Page 1 of 1

Weird spikes in ISR jitter measurements using TSC

Posted: Tue Feb 09, 2010 4:33 am
by limp
Hi all,

I have a very annoying problem when taking jitter measurements using the TSC on an Atom 330 (dual-core).

I have implemented a project that all it does is to generate an interrupt every ms using the LAPIC timer and I am using the TSC to calculate the periodic jitter of this interrupt. The "funny" thing is that I am getting a spike of about 4.5 ms every about 507 ticks (i.e 0.507 sec). I tried various things to find the cause of it but nothing worked. The spikes were still there. Some things I tried are listed below:

- Generate the interrupt using the PIT timer instead of LAPIC timer.
- Generate the interrupt using the HPET timer and also take measurements using HPET.

I tried to change the interrupt (tick) period from 1 ms to 2 and to 3 ms and see the results.
I show that in the case of 2 ms I was getting the spikes every 255 ticks, in the case of 3ms every 171 ticks.
So, the spikes are generated approximately every 0.5 seconds, no mater how often the interrupt occurs.

Any help will be much much appreciated.

Kind Regards,

Re: Weird spikes in ISR jitter measurements using TSC

Posted: Tue Feb 09, 2010 12:49 pm
by Selenic
A periodic, timer-independent delay makes it seem likely that something is stealing processor time off you, causing delayed/missing interrupts, yet is not being counted as part of the TSC (so if it's supposed to be monotonic, then my guess here is wrong and it's even more confusing).

If it *is* stolen processor-time, then it's probably SMM* (because it's responsible for stuff like thermal throttling, so it always runs, and it has to steal some processor time to do its work) but 4ms seems like a long time for the tasks that that does.

* System Management Mode

Re: Weird spikes in ISR jitter measurements using TSC

Posted: Tue Feb 09, 2010 3:58 pm
by limp
Selenic wrote:A periodic, timer-independent delay makes it seem likely that something is stealing processor time off you, causing delayed/missing interrupts, yet is not being counted as part of the TSC (so if it's supposed to be monotonic, then my guess here is wrong and it's even more confusing).

If it *is* stolen processor-time, then it's probably SMM* (because it's responsible for stuff like thermal throttling, so it always runs, and it has to steal some processor time to do its work) but 4ms seems like a long time for the tasks that that does.

* System Management Mode
Really thanks for the reply!

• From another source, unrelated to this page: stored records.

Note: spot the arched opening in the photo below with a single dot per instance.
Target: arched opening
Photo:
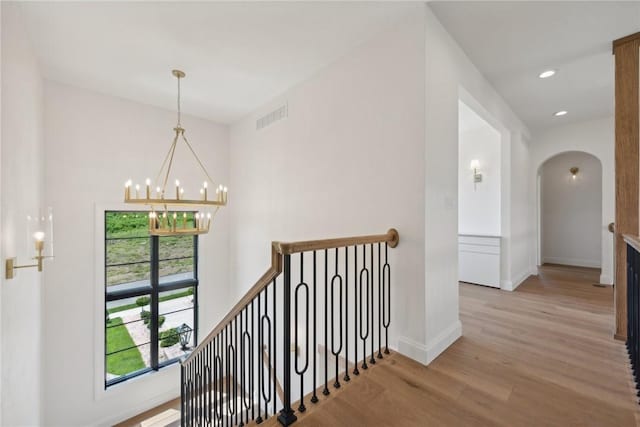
(570, 210)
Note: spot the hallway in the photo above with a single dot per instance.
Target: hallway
(542, 355)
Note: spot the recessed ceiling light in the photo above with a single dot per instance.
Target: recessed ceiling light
(546, 74)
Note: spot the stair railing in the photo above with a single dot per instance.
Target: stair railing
(230, 378)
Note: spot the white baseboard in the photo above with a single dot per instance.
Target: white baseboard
(413, 349)
(426, 354)
(572, 262)
(439, 344)
(138, 409)
(606, 280)
(510, 286)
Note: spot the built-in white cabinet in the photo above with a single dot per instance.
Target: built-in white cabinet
(479, 259)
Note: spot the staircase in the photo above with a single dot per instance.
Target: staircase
(316, 319)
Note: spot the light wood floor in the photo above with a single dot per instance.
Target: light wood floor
(541, 356)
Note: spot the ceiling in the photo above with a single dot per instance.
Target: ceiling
(237, 55)
(512, 42)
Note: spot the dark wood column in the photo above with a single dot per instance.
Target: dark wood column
(627, 152)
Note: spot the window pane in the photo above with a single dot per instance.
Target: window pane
(125, 251)
(128, 307)
(176, 309)
(131, 276)
(127, 341)
(174, 270)
(126, 224)
(175, 247)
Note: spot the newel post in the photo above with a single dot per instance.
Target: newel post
(287, 416)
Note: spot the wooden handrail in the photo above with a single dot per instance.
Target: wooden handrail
(278, 249)
(391, 237)
(273, 272)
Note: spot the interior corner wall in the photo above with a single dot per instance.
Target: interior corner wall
(93, 144)
(522, 195)
(479, 202)
(595, 137)
(348, 160)
(449, 73)
(21, 155)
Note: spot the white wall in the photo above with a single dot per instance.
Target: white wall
(522, 232)
(451, 76)
(348, 160)
(595, 137)
(94, 143)
(478, 203)
(21, 194)
(571, 210)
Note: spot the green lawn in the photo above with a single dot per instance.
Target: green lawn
(161, 299)
(135, 224)
(124, 362)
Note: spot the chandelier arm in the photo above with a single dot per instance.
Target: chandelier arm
(197, 159)
(172, 150)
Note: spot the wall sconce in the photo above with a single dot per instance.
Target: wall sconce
(477, 176)
(574, 171)
(36, 235)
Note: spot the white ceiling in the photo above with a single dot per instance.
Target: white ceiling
(237, 55)
(512, 42)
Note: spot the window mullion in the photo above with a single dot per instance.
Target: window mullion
(155, 284)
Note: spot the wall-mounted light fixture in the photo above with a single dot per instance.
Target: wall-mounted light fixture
(42, 240)
(574, 171)
(477, 176)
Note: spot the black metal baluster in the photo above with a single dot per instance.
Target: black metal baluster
(326, 326)
(314, 398)
(364, 336)
(386, 305)
(266, 325)
(287, 416)
(229, 415)
(275, 348)
(267, 396)
(260, 359)
(334, 351)
(346, 314)
(235, 369)
(355, 310)
(216, 379)
(182, 395)
(246, 360)
(242, 367)
(371, 305)
(379, 302)
(253, 354)
(199, 386)
(301, 371)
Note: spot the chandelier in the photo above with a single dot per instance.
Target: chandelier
(171, 214)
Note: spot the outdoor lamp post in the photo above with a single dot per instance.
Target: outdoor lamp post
(185, 335)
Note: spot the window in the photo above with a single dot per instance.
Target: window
(151, 291)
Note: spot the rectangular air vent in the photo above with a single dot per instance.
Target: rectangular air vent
(277, 114)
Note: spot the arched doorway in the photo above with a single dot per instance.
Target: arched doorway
(570, 226)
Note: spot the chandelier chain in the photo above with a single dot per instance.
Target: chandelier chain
(179, 111)
(204, 170)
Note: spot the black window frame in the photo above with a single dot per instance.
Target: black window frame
(152, 289)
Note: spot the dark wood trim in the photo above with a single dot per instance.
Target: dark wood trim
(391, 238)
(627, 151)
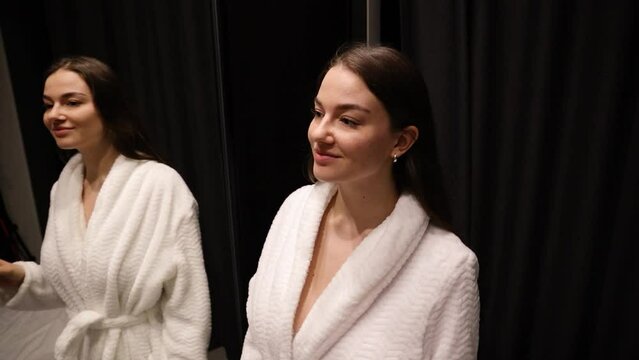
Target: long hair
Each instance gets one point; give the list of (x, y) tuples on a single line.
[(122, 124), (400, 87)]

I'll try to disable it and see if this affects somehow the measuremnets. The thing is that I disabled every monitoring from BIOS so I am not really sure if SMM is causing the spikes (it should be disabled), but eitherway I appreciate your response. The other thing is that I was getting spikes close to 8 ms so it makes me wonder if SMM can delay the system that much. Any other proposal is welcomed.

Regards,

Re: Weird spikes in ISR jitter measurements using TSC

Posted: Tue Feb 09, 2010 5:33 pm
by DednDave
i don't know what OS you are using
but, under windows, the HAL layer periodically synchronizes the TSC's for the different cores (supposedly)
one thing that may help is to bind the thread to a single core
it might help to know your OS ?

Re: Weird spikes in ISR jitter measurements using TSC

Posted: Tue Feb 09, 2010 5:55 pm
by bontanu
limp wrote: ...
Really thanks for the reply! I'll try to disable it and see if this affects somehow the measuremnets. The thing is that I disabled every monitoring from BIOS so I am not really sure if SMM is causing the spikes (it should be disabled), but eitherway I appreciate your response. The other thing is that I was getting spikes close to 8 ms so it makes me wonder if SMM can delay the system that much. Any other proposal is welcomed.

Regards,
You can not disable SMM (not in a safe way anyway). Disabing monitoring and emulation from BIOS will not disable SMM.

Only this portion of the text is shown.